Dans Dommage, Alexandre Gouttard explore, sans égards au politiquement correct, les nuances de l’autodestruction, l’étrangeté familière du genre – à travers les voix d’Alejandro-Alejandra – et les confins de la déchirure en son ivresse. Sa posture radicale et expansive n’en demeure pas moins pudique. Par une poésie borderline, il structure avec maestria le chaos pour composer une épopée intime démultipliée par son inscription dans une mémoire collective.
« Ça s’est passé durant l’Appel. Ils ont commencé par faire entrer les morts et pas seulement les nôtres mais aussi ceux des autres pays ! C’était un vrai carnage, une orgie et pour beaucoup la libération. Ils ont laissé entrer la faim et l’anorexie après, l’amour, la domination et la trahison, en troisième, et à la suite de ceux-là qui semblaient se foutre de notre gueule à tous ils ont fait entrer les 92 sexes, les 19 genres de l’espèce ainsi que les 30 000 nations et la guerre et toutes les langues et alors les 37 dieux qui avaient été dépassés par les événements ont énuméré à chacun les promesses que chacun avait brisées en la langue de chacun ; alors les chansons, que rythmaient les cloches des morts, firent danser les enfants noirs et tout s’est arrêté ; un siècle peut-être on aurait dit, tant il a paru profond ce silence, océanique et baptismal, tout comme un déluge ! Les voix des chèvres surgirent alors du néant, puis des bœufs, des insectes et toutes les autres bêtes ont fini par faire leur apparition en dansant aussi. »

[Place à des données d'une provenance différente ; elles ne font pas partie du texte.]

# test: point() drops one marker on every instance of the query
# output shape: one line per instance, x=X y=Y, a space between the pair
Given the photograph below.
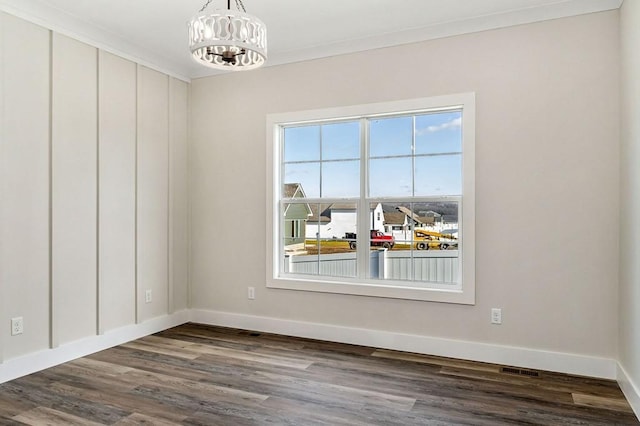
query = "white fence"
x=438 y=266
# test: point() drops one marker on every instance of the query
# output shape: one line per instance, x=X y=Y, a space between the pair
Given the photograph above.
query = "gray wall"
x=547 y=182
x=630 y=197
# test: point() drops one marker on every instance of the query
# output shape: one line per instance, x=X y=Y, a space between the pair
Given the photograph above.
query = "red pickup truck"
x=377 y=239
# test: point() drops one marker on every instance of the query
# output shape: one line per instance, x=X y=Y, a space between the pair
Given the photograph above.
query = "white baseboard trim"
x=483 y=352
x=631 y=390
x=18 y=367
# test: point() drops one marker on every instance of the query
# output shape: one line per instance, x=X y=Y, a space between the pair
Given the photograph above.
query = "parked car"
x=377 y=238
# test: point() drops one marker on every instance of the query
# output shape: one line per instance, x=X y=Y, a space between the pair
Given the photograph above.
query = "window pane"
x=336 y=257
x=302 y=143
x=341 y=179
x=425 y=243
x=390 y=136
x=439 y=133
x=325 y=250
x=307 y=175
x=341 y=141
x=438 y=175
x=390 y=177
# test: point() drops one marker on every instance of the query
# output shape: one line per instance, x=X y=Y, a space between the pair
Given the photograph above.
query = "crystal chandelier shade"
x=228 y=40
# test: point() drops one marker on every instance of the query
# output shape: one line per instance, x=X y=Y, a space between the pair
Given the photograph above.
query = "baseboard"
x=482 y=352
x=631 y=390
x=18 y=367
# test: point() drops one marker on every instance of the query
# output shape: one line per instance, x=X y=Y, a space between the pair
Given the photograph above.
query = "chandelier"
x=228 y=39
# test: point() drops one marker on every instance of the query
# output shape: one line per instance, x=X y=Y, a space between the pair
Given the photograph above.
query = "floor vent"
x=519 y=372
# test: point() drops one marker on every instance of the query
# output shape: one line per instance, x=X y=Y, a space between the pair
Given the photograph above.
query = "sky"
x=325 y=158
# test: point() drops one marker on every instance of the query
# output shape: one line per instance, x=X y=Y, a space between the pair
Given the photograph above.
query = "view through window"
x=373 y=199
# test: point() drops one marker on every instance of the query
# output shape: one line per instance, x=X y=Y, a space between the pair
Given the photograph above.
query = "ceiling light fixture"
x=228 y=39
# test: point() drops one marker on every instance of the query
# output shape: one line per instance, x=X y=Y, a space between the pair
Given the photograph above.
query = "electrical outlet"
x=496 y=316
x=17 y=326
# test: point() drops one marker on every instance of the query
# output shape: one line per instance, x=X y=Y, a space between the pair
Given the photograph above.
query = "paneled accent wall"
x=24 y=185
x=153 y=201
x=117 y=189
x=93 y=190
x=74 y=141
x=179 y=202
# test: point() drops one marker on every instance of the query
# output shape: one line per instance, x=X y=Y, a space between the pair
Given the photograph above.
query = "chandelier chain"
x=205 y=5
x=239 y=5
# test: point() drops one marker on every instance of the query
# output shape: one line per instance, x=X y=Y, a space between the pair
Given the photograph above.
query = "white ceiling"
x=154 y=32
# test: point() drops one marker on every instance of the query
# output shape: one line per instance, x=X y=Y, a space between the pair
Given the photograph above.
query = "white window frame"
x=465 y=291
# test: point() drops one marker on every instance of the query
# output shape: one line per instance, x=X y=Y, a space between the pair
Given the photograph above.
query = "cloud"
x=452 y=124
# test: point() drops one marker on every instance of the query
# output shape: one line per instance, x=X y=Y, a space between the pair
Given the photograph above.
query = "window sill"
x=385 y=289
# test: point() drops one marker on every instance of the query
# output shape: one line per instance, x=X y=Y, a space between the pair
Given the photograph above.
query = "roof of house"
x=290 y=190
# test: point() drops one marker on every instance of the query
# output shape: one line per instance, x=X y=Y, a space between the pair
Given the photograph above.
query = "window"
x=374 y=200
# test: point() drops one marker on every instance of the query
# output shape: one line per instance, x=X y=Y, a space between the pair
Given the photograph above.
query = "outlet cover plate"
x=17 y=326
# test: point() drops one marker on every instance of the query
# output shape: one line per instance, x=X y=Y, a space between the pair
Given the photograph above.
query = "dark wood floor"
x=201 y=375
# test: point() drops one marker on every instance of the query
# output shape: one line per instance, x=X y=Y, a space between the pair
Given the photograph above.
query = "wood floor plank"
x=141 y=419
x=202 y=375
x=602 y=402
x=42 y=416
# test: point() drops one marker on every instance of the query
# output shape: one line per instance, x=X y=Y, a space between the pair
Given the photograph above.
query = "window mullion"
x=362 y=251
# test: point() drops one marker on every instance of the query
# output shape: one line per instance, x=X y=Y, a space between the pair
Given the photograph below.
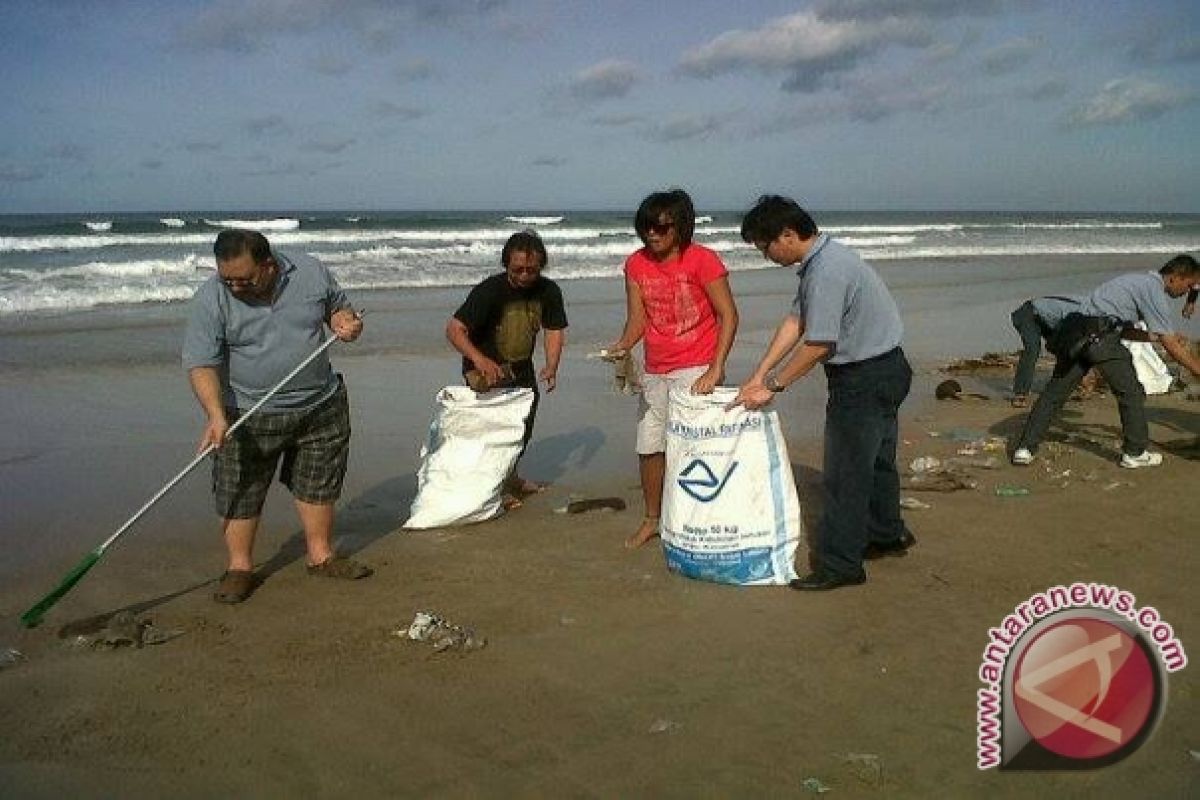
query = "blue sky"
x=531 y=104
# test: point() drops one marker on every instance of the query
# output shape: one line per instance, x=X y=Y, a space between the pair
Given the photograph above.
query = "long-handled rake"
x=34 y=615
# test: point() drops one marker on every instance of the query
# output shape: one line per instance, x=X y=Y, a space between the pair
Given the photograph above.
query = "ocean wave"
x=1086 y=224
x=1024 y=250
x=280 y=223
x=150 y=268
x=918 y=228
x=46 y=298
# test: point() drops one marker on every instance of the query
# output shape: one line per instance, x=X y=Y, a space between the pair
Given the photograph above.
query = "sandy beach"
x=605 y=674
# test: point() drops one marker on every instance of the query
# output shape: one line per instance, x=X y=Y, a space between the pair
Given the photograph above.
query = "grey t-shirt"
x=256 y=344
x=1133 y=296
x=843 y=301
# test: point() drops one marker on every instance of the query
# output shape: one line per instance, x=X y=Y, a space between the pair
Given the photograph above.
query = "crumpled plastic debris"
x=942 y=480
x=580 y=505
x=627 y=376
x=867 y=767
x=11 y=657
x=925 y=464
x=443 y=635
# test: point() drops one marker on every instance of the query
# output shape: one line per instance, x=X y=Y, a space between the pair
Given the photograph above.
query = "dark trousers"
x=1031 y=330
x=1115 y=362
x=861 y=479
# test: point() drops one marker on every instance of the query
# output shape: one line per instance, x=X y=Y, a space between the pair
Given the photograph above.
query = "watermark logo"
x=699 y=480
x=1075 y=678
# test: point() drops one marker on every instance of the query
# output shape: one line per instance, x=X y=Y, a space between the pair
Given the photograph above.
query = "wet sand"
x=605 y=675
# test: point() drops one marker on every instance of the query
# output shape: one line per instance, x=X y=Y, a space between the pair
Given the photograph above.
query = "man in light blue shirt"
x=844 y=318
x=1092 y=338
x=1036 y=319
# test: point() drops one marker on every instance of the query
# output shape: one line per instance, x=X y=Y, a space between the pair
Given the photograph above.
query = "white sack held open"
x=473 y=444
x=730 y=509
x=1152 y=372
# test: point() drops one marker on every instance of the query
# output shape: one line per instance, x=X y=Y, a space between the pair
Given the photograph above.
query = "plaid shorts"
x=315 y=445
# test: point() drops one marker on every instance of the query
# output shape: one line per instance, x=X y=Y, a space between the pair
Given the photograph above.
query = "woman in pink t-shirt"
x=679 y=305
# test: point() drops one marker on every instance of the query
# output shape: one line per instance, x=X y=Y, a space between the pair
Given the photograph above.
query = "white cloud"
x=10 y=174
x=684 y=127
x=391 y=110
x=805 y=47
x=249 y=25
x=1011 y=55
x=327 y=146
x=1129 y=100
x=604 y=80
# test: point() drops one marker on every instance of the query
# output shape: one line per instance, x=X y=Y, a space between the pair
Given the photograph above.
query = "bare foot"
x=648 y=530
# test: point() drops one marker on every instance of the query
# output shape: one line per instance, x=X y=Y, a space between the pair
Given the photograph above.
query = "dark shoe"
x=827 y=581
x=235 y=587
x=897 y=548
x=337 y=566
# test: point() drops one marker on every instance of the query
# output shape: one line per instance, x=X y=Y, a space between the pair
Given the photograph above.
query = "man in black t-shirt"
x=496 y=330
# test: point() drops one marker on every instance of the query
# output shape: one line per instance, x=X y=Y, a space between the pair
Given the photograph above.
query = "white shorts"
x=652 y=411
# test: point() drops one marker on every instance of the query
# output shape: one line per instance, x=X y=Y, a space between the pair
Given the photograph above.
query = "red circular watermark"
x=1085 y=687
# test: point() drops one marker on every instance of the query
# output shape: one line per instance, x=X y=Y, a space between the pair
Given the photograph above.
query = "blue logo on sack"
x=707 y=486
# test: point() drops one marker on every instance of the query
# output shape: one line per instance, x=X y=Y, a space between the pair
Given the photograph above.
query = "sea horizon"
x=64 y=263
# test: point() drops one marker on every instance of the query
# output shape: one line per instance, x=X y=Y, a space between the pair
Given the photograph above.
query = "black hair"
x=233 y=242
x=675 y=204
x=526 y=241
x=771 y=215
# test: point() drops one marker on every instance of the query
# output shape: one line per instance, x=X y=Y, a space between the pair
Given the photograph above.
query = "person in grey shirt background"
x=1095 y=334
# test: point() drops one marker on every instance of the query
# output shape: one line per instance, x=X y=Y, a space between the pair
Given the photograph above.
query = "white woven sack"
x=730 y=509
x=474 y=440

Gouttard orchestre un carnaval de mots, flamboyant de correspondances, tout en demeurant recroquevillé, silencieux à l’intérieur de lui-même. Noirceur striée d’éclairs et d’astres éblouissants, charnelle et blessée, l’aura de sa poésie est inoubliable. Depuis le premier vers jusqu’au dernier, Alexandre Gouttard écrit vrai.